O amor traz consigo o desejo sincero e incondicional que se
tem pelo bem-estar do outro, livre de interesses auto-centrados. Passamos a não
mais fugir baseados em nossos gostos e não-gostos, mas a ter uma atitude
espiritualmente madura que entende as causas e condições que modulam nossos
sentimentos como também do nosso parceiro(a). Nos posicionamos lúcidos e hábeis
a transformar nossas relações através deste discernimento e da liberdade que
surge dele. Estamos mais sensíveis e percetíveis as causas que produzem
bem-estar e as condições que geram mal-estar. Quando um relacionamento é
baseado nisto surge confiança e abertura. A raiva, o ciúmes, carências e
decepções diversas não encontram espaço e suporte, ou seja, condições para
surgirem. Cada ato, cada olhar, cada palavra, encontra-se impregnada de amor e
compreensão. Para o surgimento disto é necessário abdicar de idéias fixas sobre
o outro, sobre si e sobre a realidade circundante. É necessário espaço,
respiração e flexibilidade mental. É preciso cultivar abertura, aceitação e
empatia no coração.
Nos relacionamento encontraremos o potencial de ampliar
nossas qualidades e potenciais humanos. Será revelado a nós nossos bloqueios e
resistências que se apresentarão como oportunidades mágicas de transcendência e
evolução. Surge uma base mágica e propícia para realizarmos a natureza e
operação de nossas mentes como também expandir seus potenciais e qualidades
naturais.
É importante desenvolvermos a inteligência de nos afastar um
pouco quando um relacionamento se mostre, depois de muitas e longas tentativas,
insalubre. Porém, é necessário discernir também nossa incapacidade naquele
momento de magnetizar e dirigir a relação numa direção positiva, de semear as
causas e condições que gerariam um bom relacionamento. Há momentos que nos
encontraremos destituídos de habilidades e estabilidade interna para reverter
uma determinada situação e, portanto, melhor nos afastarmos um pouco para
retomar nosso eixo, nosso equilíbrio e bom senso.

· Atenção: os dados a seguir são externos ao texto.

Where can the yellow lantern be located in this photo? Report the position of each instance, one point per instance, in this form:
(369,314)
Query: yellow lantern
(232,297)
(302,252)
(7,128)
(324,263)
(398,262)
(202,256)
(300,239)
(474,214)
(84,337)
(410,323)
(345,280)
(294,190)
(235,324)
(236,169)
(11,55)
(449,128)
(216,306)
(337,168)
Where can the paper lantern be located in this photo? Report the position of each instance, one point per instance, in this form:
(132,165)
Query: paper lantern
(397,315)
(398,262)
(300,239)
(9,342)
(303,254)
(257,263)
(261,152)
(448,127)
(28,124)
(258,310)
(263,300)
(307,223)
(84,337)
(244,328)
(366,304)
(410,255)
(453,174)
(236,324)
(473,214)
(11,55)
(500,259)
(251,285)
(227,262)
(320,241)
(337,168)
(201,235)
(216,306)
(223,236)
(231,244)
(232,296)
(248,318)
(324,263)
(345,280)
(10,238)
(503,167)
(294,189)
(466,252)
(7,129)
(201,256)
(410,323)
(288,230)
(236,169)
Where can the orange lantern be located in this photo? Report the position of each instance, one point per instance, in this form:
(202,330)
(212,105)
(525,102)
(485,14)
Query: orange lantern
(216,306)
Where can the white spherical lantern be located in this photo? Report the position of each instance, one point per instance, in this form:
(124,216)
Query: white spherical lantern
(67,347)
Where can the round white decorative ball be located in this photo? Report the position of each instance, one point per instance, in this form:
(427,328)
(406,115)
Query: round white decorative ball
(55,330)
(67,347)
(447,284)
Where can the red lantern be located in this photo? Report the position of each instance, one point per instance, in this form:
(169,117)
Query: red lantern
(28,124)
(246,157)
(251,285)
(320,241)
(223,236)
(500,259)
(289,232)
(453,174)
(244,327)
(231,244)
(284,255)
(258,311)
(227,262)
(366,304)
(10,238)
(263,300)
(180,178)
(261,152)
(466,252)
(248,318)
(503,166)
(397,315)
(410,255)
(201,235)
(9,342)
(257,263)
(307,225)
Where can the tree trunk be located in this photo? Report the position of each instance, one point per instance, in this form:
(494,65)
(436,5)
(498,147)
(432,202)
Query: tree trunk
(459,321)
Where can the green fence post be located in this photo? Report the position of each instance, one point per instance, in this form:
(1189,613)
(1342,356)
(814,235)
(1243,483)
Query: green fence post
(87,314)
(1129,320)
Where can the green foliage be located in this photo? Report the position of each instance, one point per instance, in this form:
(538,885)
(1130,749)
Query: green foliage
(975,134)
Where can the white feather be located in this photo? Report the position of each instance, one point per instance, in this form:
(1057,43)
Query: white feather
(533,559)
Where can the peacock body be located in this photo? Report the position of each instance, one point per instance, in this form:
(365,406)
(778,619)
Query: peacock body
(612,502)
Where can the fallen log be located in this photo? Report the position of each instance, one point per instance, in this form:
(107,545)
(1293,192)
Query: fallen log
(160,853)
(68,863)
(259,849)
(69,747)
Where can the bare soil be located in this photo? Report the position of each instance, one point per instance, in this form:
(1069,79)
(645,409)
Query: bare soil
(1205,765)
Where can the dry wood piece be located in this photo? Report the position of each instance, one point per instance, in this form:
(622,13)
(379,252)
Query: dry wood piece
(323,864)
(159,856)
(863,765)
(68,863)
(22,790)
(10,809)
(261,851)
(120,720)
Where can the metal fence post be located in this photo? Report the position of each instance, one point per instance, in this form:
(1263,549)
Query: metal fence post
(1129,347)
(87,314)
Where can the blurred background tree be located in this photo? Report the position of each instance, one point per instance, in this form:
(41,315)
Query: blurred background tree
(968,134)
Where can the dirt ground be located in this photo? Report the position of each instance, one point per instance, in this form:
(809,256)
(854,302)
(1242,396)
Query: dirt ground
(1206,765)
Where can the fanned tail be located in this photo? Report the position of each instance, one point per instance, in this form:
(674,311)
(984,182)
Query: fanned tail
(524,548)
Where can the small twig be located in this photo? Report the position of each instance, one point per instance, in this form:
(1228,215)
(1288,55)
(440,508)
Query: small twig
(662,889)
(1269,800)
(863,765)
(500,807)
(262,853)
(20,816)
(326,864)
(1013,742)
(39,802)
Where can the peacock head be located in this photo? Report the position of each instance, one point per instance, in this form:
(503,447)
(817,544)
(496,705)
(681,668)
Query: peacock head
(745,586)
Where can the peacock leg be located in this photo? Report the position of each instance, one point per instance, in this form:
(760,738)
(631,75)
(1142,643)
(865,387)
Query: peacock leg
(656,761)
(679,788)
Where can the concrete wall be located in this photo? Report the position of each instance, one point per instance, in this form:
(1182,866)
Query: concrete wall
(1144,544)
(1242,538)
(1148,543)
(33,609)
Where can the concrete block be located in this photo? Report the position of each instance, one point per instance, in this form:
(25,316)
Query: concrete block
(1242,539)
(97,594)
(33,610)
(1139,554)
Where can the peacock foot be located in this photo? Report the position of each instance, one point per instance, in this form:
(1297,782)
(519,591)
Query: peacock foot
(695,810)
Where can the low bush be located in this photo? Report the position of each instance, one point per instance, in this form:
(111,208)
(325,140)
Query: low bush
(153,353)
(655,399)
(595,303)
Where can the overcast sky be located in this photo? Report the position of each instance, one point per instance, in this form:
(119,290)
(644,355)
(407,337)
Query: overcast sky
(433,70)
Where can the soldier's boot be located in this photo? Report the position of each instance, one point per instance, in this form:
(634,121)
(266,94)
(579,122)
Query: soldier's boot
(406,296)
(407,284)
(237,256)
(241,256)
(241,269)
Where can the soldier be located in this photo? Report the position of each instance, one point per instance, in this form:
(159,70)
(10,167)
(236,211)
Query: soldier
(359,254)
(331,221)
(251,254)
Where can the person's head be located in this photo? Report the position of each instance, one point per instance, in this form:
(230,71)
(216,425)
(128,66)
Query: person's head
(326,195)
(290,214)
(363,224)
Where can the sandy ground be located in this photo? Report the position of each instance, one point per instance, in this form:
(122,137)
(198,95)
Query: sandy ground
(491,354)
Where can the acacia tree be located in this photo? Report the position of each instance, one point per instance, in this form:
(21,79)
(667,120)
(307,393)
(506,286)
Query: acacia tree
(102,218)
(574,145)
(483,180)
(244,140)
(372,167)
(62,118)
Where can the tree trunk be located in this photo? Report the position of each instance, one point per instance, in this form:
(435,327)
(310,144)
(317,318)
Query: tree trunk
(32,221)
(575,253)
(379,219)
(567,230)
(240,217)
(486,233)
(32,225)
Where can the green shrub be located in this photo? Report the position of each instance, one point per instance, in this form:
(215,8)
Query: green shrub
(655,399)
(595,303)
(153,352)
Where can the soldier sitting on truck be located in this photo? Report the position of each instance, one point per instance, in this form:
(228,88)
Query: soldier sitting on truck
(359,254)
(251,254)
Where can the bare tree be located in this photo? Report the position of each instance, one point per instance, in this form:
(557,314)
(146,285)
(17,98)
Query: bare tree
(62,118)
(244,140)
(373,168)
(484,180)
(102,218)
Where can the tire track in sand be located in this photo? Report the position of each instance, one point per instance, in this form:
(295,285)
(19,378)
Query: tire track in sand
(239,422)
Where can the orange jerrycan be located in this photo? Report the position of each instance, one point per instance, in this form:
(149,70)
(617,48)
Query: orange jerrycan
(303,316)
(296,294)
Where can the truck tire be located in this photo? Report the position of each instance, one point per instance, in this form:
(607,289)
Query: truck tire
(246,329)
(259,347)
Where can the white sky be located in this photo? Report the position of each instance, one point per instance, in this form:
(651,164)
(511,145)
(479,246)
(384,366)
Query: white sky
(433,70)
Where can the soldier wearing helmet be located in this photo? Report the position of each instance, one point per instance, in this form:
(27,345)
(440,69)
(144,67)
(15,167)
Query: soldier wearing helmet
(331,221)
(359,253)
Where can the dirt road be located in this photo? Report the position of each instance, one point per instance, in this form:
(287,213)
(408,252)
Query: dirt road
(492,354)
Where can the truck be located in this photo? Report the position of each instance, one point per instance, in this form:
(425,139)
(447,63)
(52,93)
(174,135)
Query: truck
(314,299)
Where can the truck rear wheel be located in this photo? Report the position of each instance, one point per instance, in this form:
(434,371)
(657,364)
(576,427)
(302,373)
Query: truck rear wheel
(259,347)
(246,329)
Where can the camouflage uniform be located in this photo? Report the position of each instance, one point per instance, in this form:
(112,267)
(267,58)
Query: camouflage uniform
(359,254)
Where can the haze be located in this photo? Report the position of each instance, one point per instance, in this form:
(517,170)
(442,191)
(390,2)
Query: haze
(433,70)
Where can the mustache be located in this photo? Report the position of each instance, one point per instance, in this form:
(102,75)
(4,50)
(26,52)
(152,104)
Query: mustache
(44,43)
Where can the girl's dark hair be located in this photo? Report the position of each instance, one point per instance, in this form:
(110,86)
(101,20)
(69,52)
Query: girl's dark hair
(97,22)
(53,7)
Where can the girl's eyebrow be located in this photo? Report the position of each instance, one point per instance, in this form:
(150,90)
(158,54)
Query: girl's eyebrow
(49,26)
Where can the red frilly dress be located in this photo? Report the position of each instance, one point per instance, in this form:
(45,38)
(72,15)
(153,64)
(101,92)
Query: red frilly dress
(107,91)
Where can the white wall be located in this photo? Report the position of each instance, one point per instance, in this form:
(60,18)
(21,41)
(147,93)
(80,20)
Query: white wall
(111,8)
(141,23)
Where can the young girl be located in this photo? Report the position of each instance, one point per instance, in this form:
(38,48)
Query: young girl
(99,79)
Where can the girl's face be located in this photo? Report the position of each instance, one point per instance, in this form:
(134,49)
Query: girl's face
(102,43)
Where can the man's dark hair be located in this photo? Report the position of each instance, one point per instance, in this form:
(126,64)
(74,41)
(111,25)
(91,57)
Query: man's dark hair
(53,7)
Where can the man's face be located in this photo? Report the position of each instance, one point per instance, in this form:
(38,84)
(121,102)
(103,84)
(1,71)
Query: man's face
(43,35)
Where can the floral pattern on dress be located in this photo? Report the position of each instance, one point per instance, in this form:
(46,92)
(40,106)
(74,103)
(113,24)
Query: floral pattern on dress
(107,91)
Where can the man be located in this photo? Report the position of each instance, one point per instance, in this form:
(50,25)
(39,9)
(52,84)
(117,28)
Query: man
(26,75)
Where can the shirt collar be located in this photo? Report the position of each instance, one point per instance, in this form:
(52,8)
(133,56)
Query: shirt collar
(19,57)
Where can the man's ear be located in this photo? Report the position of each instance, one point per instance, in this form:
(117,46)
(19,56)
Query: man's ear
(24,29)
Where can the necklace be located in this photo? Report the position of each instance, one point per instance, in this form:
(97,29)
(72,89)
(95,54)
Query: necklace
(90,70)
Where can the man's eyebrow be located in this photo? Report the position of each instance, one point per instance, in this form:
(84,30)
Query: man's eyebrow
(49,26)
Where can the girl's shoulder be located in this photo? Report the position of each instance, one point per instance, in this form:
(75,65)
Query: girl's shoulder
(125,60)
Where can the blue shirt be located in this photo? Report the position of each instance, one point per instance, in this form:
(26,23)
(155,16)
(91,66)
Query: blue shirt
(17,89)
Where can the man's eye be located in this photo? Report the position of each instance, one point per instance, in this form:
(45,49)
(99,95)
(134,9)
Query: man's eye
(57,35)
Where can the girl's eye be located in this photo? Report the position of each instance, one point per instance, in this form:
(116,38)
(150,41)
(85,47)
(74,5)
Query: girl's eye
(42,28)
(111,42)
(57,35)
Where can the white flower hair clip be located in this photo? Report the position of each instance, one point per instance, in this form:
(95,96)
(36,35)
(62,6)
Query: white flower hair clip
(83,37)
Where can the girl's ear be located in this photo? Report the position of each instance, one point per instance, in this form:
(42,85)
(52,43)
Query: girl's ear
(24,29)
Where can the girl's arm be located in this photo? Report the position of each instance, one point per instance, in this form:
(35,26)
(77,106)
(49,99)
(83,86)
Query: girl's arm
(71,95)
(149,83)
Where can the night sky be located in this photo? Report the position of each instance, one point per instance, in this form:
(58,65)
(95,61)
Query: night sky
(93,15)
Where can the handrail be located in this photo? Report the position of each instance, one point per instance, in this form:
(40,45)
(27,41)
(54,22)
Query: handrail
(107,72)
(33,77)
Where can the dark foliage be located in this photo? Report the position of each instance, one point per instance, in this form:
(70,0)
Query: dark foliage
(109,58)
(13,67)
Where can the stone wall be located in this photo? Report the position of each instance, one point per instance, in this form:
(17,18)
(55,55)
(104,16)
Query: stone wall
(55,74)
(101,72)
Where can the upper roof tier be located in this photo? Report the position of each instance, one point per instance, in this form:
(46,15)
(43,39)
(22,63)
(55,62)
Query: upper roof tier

Haverão outros momentos que estaremos preenchidos de amor e
de uma motivação de transformar o que se apresentar em caminho espiritual.
Pegaremos na mão de nosso parceiro e seremos sinceros: “Esta situação foi
surgindo e não percebemos. Me ajude a descobrir os elementos que levaram a isso
e a explorar alternativas que possam modificá-la.” Juntos, com amor, paciência,
motivação e discernimento os obstáculos se tornarão em caminho de
transformação.
Em outros estágios nos encontraremos vivendo oportunidades
mais raras onde a própria situação de desconforto se manifestará como um espelho
da mente e de seus potenciais, de sua capacidade de se colocar em referênciais
estreitos e de se expandir em direção a perspectivas muito amplas que
inexplicavelmente se cegam a detalhes importantes. Reconheceremos com humildade
e certeza que nada é fixo, sólido e que a mente é flexível, luminosa e
incrivelmente criativa. Saberemos que nossa natureza é bondosa, desobstruída e
realizadora. Que há uma dança natural onde a presença da carência desperta o
cuidado. Onde a presença do desejo desperta o poder natural de preenchê-lo e
realizá-lo. Onde a manifestação da raiva pede por espaço, por acolhimento e
escuta. A causalidade que opera em nossas relações passa a ser apreciada em sua
beleza, leveza e potencial, como uma dança espontâneamente mágica. E que nos
tornaremos senhores desta dança na medida que dançarmos conforme a música do
fluir natural e real da vida.
Jigme Wangchuck (Leonardo Ota)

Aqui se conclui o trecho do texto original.